Di tengah-tengah dekadensi moral dan defisit keteladanan para pemimpin di Indonesia maupun di tingkat global (dunia), kita bangsa Indonesia dan masyarakat dunia membutuhkan banyak orang yang kompeten secara duniawi, dan sekaligus juga kokoh IMTAQ nya dan mulia akhlaknya.
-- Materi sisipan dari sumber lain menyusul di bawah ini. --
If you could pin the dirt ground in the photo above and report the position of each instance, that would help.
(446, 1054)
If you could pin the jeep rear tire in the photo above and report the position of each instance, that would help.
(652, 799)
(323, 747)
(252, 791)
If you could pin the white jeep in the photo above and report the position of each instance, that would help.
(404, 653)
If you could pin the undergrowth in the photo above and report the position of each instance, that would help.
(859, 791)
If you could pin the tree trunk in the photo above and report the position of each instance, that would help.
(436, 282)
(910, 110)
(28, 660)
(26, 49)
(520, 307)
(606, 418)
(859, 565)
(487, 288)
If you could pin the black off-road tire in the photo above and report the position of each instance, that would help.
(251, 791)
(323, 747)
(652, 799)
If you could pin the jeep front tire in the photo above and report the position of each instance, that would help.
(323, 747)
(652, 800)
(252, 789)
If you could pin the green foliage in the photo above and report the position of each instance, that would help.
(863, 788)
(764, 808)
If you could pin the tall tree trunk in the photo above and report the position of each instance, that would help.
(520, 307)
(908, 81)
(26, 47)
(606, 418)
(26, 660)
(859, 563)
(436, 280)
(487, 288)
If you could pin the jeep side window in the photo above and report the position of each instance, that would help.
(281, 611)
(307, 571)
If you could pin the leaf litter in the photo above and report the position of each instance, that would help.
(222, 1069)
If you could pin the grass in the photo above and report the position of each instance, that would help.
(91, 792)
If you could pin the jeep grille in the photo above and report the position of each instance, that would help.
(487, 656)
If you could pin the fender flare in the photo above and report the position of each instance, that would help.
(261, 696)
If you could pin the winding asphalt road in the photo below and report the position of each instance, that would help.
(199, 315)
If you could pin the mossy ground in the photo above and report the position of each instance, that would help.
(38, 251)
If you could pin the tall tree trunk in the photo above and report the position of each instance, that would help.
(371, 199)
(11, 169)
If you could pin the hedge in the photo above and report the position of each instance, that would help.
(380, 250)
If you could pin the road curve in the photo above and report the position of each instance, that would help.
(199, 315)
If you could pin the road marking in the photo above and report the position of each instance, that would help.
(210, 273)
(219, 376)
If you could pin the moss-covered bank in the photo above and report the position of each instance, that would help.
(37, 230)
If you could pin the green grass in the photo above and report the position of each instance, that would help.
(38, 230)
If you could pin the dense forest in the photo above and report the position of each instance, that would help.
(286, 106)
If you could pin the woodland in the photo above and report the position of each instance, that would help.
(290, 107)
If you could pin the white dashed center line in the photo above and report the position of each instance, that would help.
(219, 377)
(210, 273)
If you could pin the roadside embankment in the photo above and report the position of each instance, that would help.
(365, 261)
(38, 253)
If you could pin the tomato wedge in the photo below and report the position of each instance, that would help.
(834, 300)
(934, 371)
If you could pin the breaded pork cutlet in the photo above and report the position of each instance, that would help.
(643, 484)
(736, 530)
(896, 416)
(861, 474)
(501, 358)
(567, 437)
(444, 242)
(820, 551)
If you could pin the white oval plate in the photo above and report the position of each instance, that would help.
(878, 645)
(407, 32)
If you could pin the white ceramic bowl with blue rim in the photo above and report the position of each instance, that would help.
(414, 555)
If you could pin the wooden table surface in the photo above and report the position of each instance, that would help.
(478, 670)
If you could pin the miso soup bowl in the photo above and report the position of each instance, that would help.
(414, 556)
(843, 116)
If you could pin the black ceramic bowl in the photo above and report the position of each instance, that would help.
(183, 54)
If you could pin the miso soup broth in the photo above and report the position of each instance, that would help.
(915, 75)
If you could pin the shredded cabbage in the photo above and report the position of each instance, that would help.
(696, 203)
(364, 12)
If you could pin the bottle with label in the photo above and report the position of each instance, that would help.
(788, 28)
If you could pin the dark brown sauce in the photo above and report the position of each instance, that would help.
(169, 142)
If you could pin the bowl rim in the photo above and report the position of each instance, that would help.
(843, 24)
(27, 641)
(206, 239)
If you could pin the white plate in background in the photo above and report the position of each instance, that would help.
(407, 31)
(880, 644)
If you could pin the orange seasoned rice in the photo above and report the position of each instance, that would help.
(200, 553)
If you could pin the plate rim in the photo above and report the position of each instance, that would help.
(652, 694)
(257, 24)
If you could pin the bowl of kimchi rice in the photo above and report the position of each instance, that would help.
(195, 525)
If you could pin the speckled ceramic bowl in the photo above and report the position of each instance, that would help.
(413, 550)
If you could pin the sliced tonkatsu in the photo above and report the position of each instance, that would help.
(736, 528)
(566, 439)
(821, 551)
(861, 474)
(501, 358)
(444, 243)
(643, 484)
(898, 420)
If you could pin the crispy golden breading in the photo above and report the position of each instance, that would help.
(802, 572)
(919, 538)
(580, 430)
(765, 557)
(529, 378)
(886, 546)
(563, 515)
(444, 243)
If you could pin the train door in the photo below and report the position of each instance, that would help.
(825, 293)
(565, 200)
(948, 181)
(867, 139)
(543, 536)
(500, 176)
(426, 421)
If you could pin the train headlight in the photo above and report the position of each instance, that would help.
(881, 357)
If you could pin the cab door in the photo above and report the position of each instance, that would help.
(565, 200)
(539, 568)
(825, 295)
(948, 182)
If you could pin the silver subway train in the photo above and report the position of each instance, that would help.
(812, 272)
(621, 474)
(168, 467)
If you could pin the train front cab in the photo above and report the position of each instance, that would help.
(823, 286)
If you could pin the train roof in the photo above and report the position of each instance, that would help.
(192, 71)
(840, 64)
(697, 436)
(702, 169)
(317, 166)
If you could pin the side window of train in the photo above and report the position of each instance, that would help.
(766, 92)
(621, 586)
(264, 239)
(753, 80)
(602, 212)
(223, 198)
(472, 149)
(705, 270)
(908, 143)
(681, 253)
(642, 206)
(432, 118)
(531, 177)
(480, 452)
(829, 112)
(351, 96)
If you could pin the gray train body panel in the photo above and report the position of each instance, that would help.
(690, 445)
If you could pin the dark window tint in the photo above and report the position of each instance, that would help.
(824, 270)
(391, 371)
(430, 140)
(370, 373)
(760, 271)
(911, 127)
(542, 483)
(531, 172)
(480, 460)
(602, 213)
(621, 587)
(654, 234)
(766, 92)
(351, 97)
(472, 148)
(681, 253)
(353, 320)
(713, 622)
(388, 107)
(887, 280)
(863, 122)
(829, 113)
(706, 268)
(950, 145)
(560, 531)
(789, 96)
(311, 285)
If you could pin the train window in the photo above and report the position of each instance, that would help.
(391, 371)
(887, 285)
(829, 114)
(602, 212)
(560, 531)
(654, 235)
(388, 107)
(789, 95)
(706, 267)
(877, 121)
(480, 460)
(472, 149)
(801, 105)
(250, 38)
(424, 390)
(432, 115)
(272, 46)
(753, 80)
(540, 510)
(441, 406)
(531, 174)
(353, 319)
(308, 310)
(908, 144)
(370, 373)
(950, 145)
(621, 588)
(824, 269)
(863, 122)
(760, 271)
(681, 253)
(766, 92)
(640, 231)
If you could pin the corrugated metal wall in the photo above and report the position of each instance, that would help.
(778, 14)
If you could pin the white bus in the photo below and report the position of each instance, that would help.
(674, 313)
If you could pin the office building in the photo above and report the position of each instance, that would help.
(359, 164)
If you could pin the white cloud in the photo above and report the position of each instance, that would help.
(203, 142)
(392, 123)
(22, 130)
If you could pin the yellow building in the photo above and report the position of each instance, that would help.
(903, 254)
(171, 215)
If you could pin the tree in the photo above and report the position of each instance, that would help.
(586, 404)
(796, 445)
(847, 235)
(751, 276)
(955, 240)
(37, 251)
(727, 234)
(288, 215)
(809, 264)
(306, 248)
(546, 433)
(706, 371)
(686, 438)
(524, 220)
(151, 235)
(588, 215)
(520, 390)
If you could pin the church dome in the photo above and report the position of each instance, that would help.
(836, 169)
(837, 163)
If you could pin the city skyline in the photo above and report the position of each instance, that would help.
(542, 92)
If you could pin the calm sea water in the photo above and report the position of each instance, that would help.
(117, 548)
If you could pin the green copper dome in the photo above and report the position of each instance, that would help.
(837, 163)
Insan yang ber-IMTAQ pasti akan memiliki akhlak mulia, terutama berupa shidiq, amanah, fathonah, tabligh, sabar, bersyukur, kanaah, pemaaf, dan penyayang (Kementerian Agama, 2021).
"Yang saya maksud dengan memiliki kompetensi duniawi adalah penguasaan IPTEK sesuai dengan kebutuhan pembangunan dan perkembangan zaman, jiwa kewirausahaan dan soft skill," kata Rokhmin.
Untuk dapat menjalankan ketiga fungsi Ponpes diatas secara optimal, maka Ponpes harus memperbaharui kurikulumnya, yang mengintegrasikan ilmu- ilmu agama (akhirat) dengan IPTEK keduniaan (umum). Sistem dan mekanisme pengajaran (Pendidikan) mesti benchmarking (belajar) dari Lembaga-lembaga Pendidikan pada zaman keemasan Umat Islam (the Golden Age of Moslem) (Wallace – Murphy, 2006), dengan beberapa penyesuaian (adjustments) sesuai kondisi lokal kita dan zaman sekarang. Infrastruktur dan sarana Ponpes harus terus dipelihara, dikembangkan, dan diperbaiki supaya bertaraf internasional (world-class quality). Kapasitas, IMTAQ, kesalehan, dan kesejahteraan para Ulama, Ustadz, dan pegawai mesti terus ditingkatkan.
"Semoga Orasi Ilmiah ini bermanfaat bagi kita semua, terutama para santri serta alumni Pondok Pesantren Ar Rahman dan Civitas Academica nya. Dan, semoga kiprah kehidupan kita semua diridhai dan diberkahi oleh Allah SWT, sehingga dapat berkontribusi signifikan bagi terwujudnya Indonesia Emas 2045, dan for “a better and sustainable world”," pungkas Busan Metropolitan City, South Korea itu.